Four years ago, we spent more time talking about the ethical and social implications of AI in the long-term as opposed to the industrial applications of AI. We were interviewing people like Nick Bostrom and Nayef Al Rodham, people that I still respect greatly. That’s still where the majority of my focus is: the long-term ultimate consequences for intelligent life.

Daniel giving his opening presentation at the event
Daniel giving his opening presentation at the event

When the University of Notre Dame, Mendoza School of Business decided to have an event around AI and ethics, a professor who had been following us for four years wanted me to give the first presentation of the event, to tee up the event with a landscape of the realistic ethical concerns for executives.

I prepared a presentation and that laid out the practical and economic considerations of privacy and transparency with respect to AI, as well as the relative accountability of man and machine. I also provided a number of different use cases where an executive would have to make a decision and explain how certain decisions could be made more or less difficult depending on the different ethical concerns involved.

Mendoza School of Business has a big center for business ethics funded by Deloitte.
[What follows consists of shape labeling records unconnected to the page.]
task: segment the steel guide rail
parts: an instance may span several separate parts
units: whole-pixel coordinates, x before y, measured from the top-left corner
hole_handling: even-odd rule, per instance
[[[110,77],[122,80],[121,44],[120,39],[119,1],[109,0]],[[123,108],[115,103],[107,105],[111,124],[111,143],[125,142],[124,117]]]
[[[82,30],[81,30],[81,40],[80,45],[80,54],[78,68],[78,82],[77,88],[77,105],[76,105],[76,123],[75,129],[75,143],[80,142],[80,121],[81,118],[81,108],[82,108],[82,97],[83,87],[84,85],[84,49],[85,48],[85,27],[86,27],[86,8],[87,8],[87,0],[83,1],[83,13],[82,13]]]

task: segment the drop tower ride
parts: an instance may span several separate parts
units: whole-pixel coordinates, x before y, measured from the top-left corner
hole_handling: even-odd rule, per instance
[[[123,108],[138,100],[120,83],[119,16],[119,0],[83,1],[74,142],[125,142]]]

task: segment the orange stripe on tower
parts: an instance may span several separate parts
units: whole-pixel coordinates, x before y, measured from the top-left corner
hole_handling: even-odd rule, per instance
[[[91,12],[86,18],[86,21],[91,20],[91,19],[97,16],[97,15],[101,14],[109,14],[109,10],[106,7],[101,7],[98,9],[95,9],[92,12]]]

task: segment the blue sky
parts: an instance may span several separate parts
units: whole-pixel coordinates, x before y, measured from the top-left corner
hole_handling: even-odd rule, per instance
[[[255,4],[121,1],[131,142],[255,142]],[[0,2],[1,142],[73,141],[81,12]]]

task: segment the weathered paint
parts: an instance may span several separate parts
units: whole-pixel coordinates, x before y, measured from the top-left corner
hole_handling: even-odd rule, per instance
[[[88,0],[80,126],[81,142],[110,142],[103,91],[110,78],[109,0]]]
The audience was primarily professors, MBAs, grad students, and undergrads who were interested in the cutting-edge of AI and its impact on ethics. My presentation ran about 30 minutes, and I answered questions afterward for an hour straight.

These questions ranged from a definition of machine learning to specific use cases for AI, what’s right and what’s wrong in terms of product recommendations and accountability, and the applications of AI in healthcare, finance, and other sectors. The questions came from a “what should we do” perspective, so to speak. It was great to see that amount of interest. We went far into over time.

What We Learned

I see a lot more unfettered interest in ethics in the academic world than I do in the business world. I don’t think you could fill a business audience with just the value proposition of ethics right now, primarily because business leaders need to see a return on investment from an event. An executive audience really requires practical insights much more so than conceptual ethics dialogue.

As a result, I think that a lot of the push for AI and ethics is going to come from the academic world and from people that don’t have a responsibility to employees. For them, it might seem like doing good to focus on ethics as opposed to focusing on profit. On the other hand, it’s a little bit of a false virtue because, of course, if one was running a company and thought not making a profit was virtuous, they’d quickly learn that they’re wrong. As students and professors, it’s a little bit easier to focus exclusively on the loftier elements of ethics and that social pressure, and it’s that social pressure that’s really trickling its way into the business world.

It’s not the business people saying, “We should all focus on ethics concerns.” It’s all these different AI centers and spinoff events like what  I saw at Notre Dame. A lot of it’s starting in the academic world. There’s the Future of Humanity Institute at Oxford, the Leverhulme Institute, Carnegie Mellon’s AI in ethics branch, and MIT with these kinds of initiatives.

Right now, I think a lot of it really doesn’t crossover that closely to the practicalities of running a business day to day; however, I do think that it will over time. I’m frankly pretty grateful that these conversations are starting now because I think on the aggregate, even though it’s not tremendously pragmatic for executives to think about these things in an “ivory tower” sense, it does make sense that these conversations are being held and that they’re trickling their way into not just academia, but into governance, policy, and what not.

When I was at the United Nations, they were thinking about these things. The people at the World Bank are thinking about these things. I think it’s going to trickle down from there. It seems like this is an initiative that Notre Dame wants to repeat in future years, and I think that that will be a great way to continue getting this ball rolling.

I think as these ethical concerns become more and more prominent, we’ll have more and more need for initiatives of this kind, but it really became evident at Notre Dame that talk about these matters is really going to come from academia, not from the enterprise. But I think on the whole, everybody will win. We’re building towards a world where these things will be very important pragmatically. So, starting early is, to me, an aggregate good.